When it was exhibited at the Turin Motor Show in 1971, both in terms of its technical background and design, a pre-age Alfa Romeo stood in front of the public, 3 years ahead of Giugiaro’s Volkswagen Golf, which also institutionalized the compact category. It may have been eye-catching, with customers looking strangely at the front-wheel-drive Alfasud, but the unanimous recognition of Italian and foreign magazines lured many people to the test, where not only its spacious and ergonomic interior but also its outstanding handling convinced them. Although its material quality lags behind that of its larger brands, it was offered as an entry model at a particularly reasonable price.
What was the grain of sand in the machine after all? Just the environment you got your name from! The southern mentality left a mark on Alfasud’s manufacturing quality, careless assembly caused reliability problems, but the biggest concern was rust.

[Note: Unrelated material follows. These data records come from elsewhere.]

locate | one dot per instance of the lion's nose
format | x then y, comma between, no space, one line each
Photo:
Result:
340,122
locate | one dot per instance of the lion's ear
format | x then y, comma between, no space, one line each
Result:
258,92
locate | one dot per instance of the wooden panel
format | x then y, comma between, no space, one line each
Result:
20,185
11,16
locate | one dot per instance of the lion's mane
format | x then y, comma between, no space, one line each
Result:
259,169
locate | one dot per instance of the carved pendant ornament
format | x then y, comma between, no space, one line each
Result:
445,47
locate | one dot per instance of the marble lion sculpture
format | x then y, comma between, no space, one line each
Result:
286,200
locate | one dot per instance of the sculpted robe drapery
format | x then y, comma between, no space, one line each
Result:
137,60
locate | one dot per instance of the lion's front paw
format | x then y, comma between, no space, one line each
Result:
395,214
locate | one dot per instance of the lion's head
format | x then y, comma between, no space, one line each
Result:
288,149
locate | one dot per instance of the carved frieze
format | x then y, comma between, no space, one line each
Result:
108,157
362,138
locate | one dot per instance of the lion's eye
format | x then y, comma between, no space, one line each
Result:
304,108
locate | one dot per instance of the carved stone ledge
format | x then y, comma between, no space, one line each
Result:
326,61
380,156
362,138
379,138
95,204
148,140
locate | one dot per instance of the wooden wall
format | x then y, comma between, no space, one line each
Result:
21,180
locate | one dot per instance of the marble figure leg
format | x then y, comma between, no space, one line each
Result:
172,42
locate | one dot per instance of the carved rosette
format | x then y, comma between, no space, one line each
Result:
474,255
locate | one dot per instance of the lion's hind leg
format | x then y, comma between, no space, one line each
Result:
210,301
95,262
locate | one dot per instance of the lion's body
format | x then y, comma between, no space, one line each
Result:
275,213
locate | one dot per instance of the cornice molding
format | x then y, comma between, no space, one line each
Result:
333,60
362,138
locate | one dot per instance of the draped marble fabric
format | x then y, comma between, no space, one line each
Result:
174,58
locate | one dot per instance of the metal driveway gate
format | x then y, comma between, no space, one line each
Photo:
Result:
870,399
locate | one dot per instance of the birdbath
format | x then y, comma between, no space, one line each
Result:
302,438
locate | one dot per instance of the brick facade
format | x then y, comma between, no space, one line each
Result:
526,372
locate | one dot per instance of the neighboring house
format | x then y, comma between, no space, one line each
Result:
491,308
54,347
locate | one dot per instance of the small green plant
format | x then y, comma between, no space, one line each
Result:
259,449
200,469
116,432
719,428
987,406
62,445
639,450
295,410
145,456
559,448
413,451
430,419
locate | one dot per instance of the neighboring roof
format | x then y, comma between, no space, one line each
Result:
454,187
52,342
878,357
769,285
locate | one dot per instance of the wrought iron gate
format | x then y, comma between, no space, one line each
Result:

Steel from the Soviet Union, which was already of inadequate quality, did not receive the necessary corrosion protection, and due to frequent work stoppages, it was not uncommon for raw bodies to be left in the yard for days, in the salty air, so rusting began before painting. The early specimens were best characterized by this stormy destruction, some of which did not pass the first technical examination after 4 years! The situation was further exacerbated by the special sound-insulating foam, which absorbed moisture like a sponge, thus embedding the rust. Due to the mass complaint, the handling of complaints did not go smoothly either, Alfa Romeo suffered a serious loss of prestige. Nonetheless, it was said goodbye in 1989 as the most successful car in the brand’s history to date, with 1,017,387 units found owner due to its favorable price, multiple body styles, and more or less repaired imperfections. If the production quality had only approached the standard of construction, we would not have found only a few – miraculously – surviving specimens in the fan collection…
Energy saving concept
At the Automotive Conference held in Kyoto in 1982, the Italians built a prototype tuned for economical operation called ESVAR (Energy Saving Vehicle Alfa Romeo). The weight of the 1.5-liter Quadrifoglio Oro version was reduced by 76 kg, modified on the transmission, and then improved on air resistance with custom bumpers, rims and air deflectors. The operation of the box engine was optimized with a special injector and an electronic engine controller (Controllo Elettronico del Motore), which increased the compression ratio from 9.5: 1 to 10.2: 1 and switched off two of the 4 cylinders at part load. It consumed around 5.0 liters less at 90 km / h, while accelerating from 0 to 100 km / h in 9.8 seconds instead of 10.7 at an unchanged 95 horsepower, and its top speed increased from 174 to 185 km / h.